Polk, as the investigator, decided that because Horne and the outside group’s chairman Kathleen Winn were in communication during the campaign, that the IEs were illegally coordinated. Horne and Winn appealed that decision and the case was heard by an administrative law judge. The prosecution was handled by one of Polk’s deputies and Polk herself assisted in prosecuting Horne and Winn. But the administrative judge ruled for Horne and Winn, largely because Horne and Winn testified that their communications were regarding a real estate deal, not the campaign, and the prosecution had no proof to offer that the communication was in fact about the campaign.

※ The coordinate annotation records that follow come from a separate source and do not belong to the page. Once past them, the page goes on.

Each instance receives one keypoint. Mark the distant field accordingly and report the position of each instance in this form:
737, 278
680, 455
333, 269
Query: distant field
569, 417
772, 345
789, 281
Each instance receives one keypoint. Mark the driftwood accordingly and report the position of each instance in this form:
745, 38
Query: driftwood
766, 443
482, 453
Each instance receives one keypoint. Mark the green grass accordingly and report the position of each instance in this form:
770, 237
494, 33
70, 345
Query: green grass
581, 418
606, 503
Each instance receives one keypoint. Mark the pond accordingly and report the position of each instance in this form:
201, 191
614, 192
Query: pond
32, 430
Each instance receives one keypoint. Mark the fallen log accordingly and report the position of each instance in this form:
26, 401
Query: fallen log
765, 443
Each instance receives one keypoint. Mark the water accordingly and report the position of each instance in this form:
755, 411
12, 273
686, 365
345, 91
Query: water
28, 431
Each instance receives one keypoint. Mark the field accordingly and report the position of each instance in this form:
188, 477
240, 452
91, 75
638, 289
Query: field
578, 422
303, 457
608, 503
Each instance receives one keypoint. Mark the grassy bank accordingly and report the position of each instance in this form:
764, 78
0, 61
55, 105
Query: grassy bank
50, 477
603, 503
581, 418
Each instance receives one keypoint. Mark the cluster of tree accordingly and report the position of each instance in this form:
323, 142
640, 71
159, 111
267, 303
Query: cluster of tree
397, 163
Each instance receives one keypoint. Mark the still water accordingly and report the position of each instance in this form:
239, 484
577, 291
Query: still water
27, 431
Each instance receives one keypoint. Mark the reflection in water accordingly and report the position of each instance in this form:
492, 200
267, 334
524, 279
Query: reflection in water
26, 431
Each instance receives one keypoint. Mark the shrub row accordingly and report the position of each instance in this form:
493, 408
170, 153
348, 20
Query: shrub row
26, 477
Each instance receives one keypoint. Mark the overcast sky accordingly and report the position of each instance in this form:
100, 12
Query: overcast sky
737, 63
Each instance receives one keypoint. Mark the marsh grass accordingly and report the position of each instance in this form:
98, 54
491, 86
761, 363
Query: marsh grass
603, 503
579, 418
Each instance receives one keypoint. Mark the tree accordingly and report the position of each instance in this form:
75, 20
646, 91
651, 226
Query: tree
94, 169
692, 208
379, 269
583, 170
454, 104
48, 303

Which is where it gets interesting, because administrative judge opinions are not binding, although they are usually followed. Polk rejected the judge’s ruling, reversed it herself, declared her deputy the winner in the case, and imposed a $1.2 Million fine on Horne and Winn. That decision was appealed by Horne and Winn, who ultimately were cleared, and then sued Polk for violating their rights.
The judge’s ruling against Polk, allowing the case to continue, made it very clear that there was no doubt that Polk was acting as both the prosecution and the judge in a manner that was obviously ethically inappropriate, and that Polk ignored the conflict of interest and proceeded in a way that was guaranteed to violate Horne’s and Winn’s due process rights.
Much of the bad press from this matter contributed to Horne’s 2014 defeat in the GOP primary to Mark Brnovich, so it will be interesting to see what the final outcome of the case will be and what sort of damages Horne and Winn will be able to recover.
In the meantime, it is another black eye for Sheila Polk, and likely an expensive mistake that will be paid for by Yavapai County taxpayers. Polk has been in office since her election in 2000 and is up for re-election again in 2020.